Desenvolvimento de metodologia de alta frequência combinando polímero de impressão molecular e microextração em filme fino para a quantificação de aflatoxinas em amostras de cerveja e identificação cromatográfica

Abstract

Este trabalho teve como objetivo o desenvolvimento de uma metodologia analítica de alta frequência para a determinação simultânea das aflatoxinas B1, B2, G1 e G2 em amostras de cerveja, empregando microextração em fase sólida em filme fino (TF-SPME) combinada ao uso de polímero molecularmente impresso (MIP) como fase extratora em sistema semi-automático de placa de 96 poços (96 well plate), com posterior determinação por cromatografia líquida de alta eficiência com detecção por fluorescência (HPLC-FLD). A cerveja, por se tratar de uma matriz complexa e amplamente consumida, apresenta desafios analíticos significativos, especialmente no monitoramento de micotoxinas termorresistentes e altamente tóxicas, como as aflatoxinas. O MIP foi sintetizado por polimerização de precipitação utilizando um template dummy estruturalmente semelhante às aflatoxinas, visando maior seletividade, menor toxicidade e alinhamento aos princípios da Química Analítica Verde (GAC). A caracterização do MIP e do polímero não impresso (NIP) foi realizada por espectroscopia no infravermelho com transformada de Fourier (FTIR), análise termogravimétrica (TGA) e microscopia eletrônica de varredura (MEV), confirmando a formação do polímero, sua estabilidade térmica e sua morfologia microesférica. A metodologia de TF-SPME foi avaliada e otimizada por abordagens multivariadas e univariadas diretamente em amostras reais, sem a necessidade de derivatização dos analitos. As condições ótimas encontradas foram a partir do uso de fita adesiva dupla face de 2 cm com MIP, condicionamento da fase extratora em 20 min com ACN, com tempo de extração e dessorção em 50 e 20 min, respectivamente, com pH em 4,6, o solvente de dessorção sendo a ACN, sem a necessidade de diluir a amostra e realizar limpezas no material extrator após a dessorção. Os parâmetros analíticos foram determinados com limite de quantificação (LOQs) e limite de detecção (LODs) de 1 µg.L-1 e 0,30 µg.L-1, respectivamente. O coeficiente de determinação (R2), para os 4 analitos foi superior a 0,9811. A precisão foi avaliada no intradia (n=3) com RSD% = 17,97. A metodologia desenvolvida mostrou-se eficiente, seletiva e compatível com sistemas semiautomatizados, possibilitando alta frequência analítica e redução do consumo de solventes e resíduos, configurando-se como uma alternativa promissora para o monitoramento de aflatoxinas em cerveja.

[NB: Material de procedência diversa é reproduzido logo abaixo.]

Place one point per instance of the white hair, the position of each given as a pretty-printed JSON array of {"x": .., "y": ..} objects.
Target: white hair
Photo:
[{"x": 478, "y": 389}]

Abstract: This study aimed to develop a high-throughput analytical methodology for the simultaneous determination of aflatoxins B1, B2, G1, and G2 in beer samples, employing thin-film solid-phase microextraction (TF-SPME) combined with a molecularly imprinted polymer (MIP) as the extraction phase in a semi-automated 96-well plate system, followed by determination using high-performance liquid chromatography with fluorescence detection (HPLC-FLD). Beer, as a complex and widely consumed matrix, poses significant analytical challenges, particularly in the monitoring of thermoresistant and highly toxic mycotoxins such as aflatoxins. The MIP was synthesized by precipitation polymerization using a dummy template structurally similar to aflatoxins, aiming to achieve higher selectivity, lower toxicity, and compliance with the principles of Green Analytical Chemistry (GAC). Characterization of the MIP and the non-imprinted polymer (NIP) was performed by Fourier transform infrared spectroscopy (FT-IR), thermogravimetric analysis (TGA), and scanning electron microscopy (SEM), confirming polymer formation, thermal stability, and microspherical morphology. The TF-SPME methodology was evaluated and optimized using multivariate and univariate approaches directly in real samples, without the need for analyte derivatization. The optimal conditions were established using 2 cm double-sided adhesive tape coated with MIP, extraction phase conditioning for 20 min with acetonitrile, extraction and desorption times of 50 and 20 min, respectively, pH adjusted to 4.6, acetonitrile as the desorption solvent, without the need for sample dilution or post-desorption cleaning of the extraction material. The analytical parameters were determined with limits of quantification (LOQs) and limits of detection (LODs) of approximately 1 µg L?¹ and 0.30 µg L?¹, respectively. The coefficient of determination (R²) for the four analytes was higher than 0.9811. Precision was evaluated under intraday conditions (n = 3), with RSD% = 17.97. The developed methodology proved to be efficient, selective, and compatible with semiautomated systems, enabling high analytical throughput and reduced solvent consumption and waste generation, thus representing a promising alternative for aflatoxin monitoring in beer.